I think the question is whether you would indeed be "goofing off" at home. I have a fairly lenient work at home policy for my staff, however I still expect the same performance whether they're down the hall or at their dining table. That means keeping the same hours, the same responsiveness and managing their time appropriately. That is to say, if someone is working at home to wait for the repairman, whatever time is spent dealing with the repair stuff should either be leave time or else made up. It isn't a license to run errands, hit the gym and run the carpool unless that can be fit into lunch breaks, etc. I hold myself and my staff to a higher standard when working offsite, actually. I can only imagine it would be more so if there isn't an established corporate culture for working at home.

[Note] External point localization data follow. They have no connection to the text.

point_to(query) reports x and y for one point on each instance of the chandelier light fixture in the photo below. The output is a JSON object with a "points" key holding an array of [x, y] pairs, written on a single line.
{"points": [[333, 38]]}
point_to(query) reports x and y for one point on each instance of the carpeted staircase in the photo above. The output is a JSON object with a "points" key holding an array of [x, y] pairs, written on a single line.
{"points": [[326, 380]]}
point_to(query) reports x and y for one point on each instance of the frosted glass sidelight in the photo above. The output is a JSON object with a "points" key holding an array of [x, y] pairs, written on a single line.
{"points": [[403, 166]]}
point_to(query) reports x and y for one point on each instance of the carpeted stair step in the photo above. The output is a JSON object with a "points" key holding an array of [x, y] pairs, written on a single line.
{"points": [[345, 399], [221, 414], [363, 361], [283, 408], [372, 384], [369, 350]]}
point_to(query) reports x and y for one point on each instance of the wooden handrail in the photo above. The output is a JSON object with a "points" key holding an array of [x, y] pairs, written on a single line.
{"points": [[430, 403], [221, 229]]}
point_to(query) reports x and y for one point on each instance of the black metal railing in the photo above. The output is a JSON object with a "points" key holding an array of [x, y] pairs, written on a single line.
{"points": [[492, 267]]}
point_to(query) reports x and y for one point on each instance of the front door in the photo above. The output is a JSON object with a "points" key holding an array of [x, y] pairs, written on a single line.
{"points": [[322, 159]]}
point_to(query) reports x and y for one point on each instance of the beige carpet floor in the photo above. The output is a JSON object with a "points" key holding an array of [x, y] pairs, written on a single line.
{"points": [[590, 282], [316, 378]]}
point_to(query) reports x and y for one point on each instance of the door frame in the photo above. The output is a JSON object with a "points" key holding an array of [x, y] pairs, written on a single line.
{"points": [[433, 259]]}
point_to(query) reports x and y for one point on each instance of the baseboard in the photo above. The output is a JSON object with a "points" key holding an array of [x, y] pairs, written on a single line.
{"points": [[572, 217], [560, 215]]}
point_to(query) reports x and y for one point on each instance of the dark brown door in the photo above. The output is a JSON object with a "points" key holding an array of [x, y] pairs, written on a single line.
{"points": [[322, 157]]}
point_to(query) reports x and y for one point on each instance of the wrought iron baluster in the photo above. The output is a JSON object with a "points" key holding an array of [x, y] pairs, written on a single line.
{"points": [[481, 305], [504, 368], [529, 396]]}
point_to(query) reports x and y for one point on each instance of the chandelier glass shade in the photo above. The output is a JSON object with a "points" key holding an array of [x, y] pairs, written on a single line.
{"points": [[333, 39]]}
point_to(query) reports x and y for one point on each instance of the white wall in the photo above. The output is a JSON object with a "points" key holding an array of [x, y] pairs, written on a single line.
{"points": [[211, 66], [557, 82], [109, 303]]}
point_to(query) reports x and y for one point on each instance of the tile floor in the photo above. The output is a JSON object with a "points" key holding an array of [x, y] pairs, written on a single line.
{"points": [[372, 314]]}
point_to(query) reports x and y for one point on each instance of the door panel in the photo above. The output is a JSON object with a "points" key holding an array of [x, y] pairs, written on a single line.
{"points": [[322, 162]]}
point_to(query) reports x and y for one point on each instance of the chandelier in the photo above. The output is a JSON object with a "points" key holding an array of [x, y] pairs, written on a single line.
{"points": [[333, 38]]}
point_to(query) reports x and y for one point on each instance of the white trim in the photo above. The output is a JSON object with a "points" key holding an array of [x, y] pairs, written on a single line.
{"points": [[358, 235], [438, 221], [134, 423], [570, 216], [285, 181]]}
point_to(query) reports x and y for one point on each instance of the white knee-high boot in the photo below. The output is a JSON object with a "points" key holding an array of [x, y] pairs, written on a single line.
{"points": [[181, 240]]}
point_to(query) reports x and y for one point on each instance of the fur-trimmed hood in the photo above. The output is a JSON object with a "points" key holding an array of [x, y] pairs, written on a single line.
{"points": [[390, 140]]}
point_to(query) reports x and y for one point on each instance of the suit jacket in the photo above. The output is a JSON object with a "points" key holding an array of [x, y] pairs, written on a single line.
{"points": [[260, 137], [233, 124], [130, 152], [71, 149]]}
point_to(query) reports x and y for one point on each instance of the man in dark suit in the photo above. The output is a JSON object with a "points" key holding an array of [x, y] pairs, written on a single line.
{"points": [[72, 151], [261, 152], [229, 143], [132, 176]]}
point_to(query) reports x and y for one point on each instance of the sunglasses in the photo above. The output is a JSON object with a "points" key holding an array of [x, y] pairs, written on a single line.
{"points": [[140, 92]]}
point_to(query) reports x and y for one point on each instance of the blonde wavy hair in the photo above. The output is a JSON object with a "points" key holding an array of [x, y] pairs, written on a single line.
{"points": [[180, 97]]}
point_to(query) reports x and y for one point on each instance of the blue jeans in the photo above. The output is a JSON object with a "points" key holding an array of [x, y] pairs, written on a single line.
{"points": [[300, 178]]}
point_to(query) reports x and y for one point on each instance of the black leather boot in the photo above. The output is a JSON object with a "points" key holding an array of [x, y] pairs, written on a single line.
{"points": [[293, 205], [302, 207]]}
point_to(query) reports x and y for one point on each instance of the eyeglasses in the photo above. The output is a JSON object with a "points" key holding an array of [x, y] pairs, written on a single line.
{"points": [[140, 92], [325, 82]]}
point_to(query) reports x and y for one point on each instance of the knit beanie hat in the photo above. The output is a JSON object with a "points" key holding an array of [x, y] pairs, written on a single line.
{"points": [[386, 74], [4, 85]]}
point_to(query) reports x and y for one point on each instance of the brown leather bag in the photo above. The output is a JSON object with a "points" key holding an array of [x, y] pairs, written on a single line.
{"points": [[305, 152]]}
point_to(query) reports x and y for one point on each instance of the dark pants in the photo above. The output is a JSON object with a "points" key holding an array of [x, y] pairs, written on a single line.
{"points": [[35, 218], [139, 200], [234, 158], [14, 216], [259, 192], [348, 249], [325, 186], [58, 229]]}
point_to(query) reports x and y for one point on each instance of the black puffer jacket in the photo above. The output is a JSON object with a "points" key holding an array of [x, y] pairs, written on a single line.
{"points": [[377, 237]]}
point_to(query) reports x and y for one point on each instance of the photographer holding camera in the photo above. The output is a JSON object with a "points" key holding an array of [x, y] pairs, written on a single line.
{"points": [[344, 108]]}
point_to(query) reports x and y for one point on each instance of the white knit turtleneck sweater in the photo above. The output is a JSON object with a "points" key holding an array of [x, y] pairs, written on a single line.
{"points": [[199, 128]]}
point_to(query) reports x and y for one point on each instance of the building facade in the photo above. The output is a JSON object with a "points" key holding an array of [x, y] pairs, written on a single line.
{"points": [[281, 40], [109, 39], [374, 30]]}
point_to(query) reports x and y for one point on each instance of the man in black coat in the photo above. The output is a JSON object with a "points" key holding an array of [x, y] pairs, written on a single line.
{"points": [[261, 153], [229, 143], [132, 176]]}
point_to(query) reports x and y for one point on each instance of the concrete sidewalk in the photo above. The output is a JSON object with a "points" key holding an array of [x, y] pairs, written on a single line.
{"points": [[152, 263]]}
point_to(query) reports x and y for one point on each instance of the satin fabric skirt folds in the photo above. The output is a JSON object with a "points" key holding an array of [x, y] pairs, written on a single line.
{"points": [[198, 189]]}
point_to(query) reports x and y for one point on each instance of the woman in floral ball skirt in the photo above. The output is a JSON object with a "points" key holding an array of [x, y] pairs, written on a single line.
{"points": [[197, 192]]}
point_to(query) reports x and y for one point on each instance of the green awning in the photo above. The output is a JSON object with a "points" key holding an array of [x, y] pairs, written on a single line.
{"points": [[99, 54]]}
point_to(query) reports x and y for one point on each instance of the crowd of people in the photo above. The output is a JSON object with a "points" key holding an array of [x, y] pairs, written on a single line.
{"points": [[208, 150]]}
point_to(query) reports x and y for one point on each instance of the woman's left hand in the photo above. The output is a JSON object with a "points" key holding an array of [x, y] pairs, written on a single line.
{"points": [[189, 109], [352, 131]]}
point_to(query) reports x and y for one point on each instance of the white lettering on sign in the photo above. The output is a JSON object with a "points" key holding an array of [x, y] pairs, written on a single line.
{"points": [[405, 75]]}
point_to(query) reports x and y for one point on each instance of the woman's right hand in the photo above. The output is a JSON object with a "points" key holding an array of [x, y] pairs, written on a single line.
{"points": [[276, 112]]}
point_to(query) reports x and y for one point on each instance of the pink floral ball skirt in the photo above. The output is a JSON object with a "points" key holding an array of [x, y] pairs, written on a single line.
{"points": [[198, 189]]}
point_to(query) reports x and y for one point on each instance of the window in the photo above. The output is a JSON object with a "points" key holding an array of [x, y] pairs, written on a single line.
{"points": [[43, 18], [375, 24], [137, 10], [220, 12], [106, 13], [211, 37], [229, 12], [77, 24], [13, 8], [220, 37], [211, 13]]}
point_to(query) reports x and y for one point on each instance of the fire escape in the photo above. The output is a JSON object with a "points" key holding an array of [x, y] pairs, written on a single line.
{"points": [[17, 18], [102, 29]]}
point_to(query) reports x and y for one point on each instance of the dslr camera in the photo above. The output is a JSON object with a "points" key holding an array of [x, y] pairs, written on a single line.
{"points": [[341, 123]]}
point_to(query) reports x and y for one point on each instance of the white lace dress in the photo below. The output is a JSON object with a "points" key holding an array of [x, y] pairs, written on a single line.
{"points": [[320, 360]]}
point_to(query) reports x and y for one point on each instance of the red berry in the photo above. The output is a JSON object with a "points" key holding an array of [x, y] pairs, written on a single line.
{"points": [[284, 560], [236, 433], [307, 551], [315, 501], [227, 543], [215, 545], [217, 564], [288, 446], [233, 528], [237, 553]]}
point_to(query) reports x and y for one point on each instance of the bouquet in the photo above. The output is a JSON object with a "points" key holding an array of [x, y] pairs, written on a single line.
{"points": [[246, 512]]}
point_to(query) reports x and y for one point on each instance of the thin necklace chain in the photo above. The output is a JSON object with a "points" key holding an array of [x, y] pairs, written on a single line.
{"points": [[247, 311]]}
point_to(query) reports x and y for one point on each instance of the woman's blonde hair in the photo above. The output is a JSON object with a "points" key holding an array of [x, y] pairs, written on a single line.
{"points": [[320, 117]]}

I think you might have better luck negotiating a flex schedule or a reduction in FTE, although that still depends heavily on the company and its culture.


----------



## EnjoliWoman (Jul 2, 2012)

I think there are a lot of good options mentioned here. If you work from home, know that you are going to have to give it your ALL because those in the office may think you're goofing off. 

What about four 10-hour days? Or skipping lunch, eat at your desk and leave an hour early? Or negotiate a lower salary in exchange for 3/4 days or the 4-day work week. 

At your salaries you should have someone clean your house for you so your time at home isn't filled with mundane tasks.

Work in exercise by doing something with the boys. Make it a point to ride bikes with them or take a family walk after dinner every evening.


----------



## turnera (Jan 22, 2010)

As a mother of a 23 year old, my advice is to find ways to not NEED that salary and cut your hours in half so you don't miss out on your kids growing up. Surely you don't have $180,000/year in bills?


----------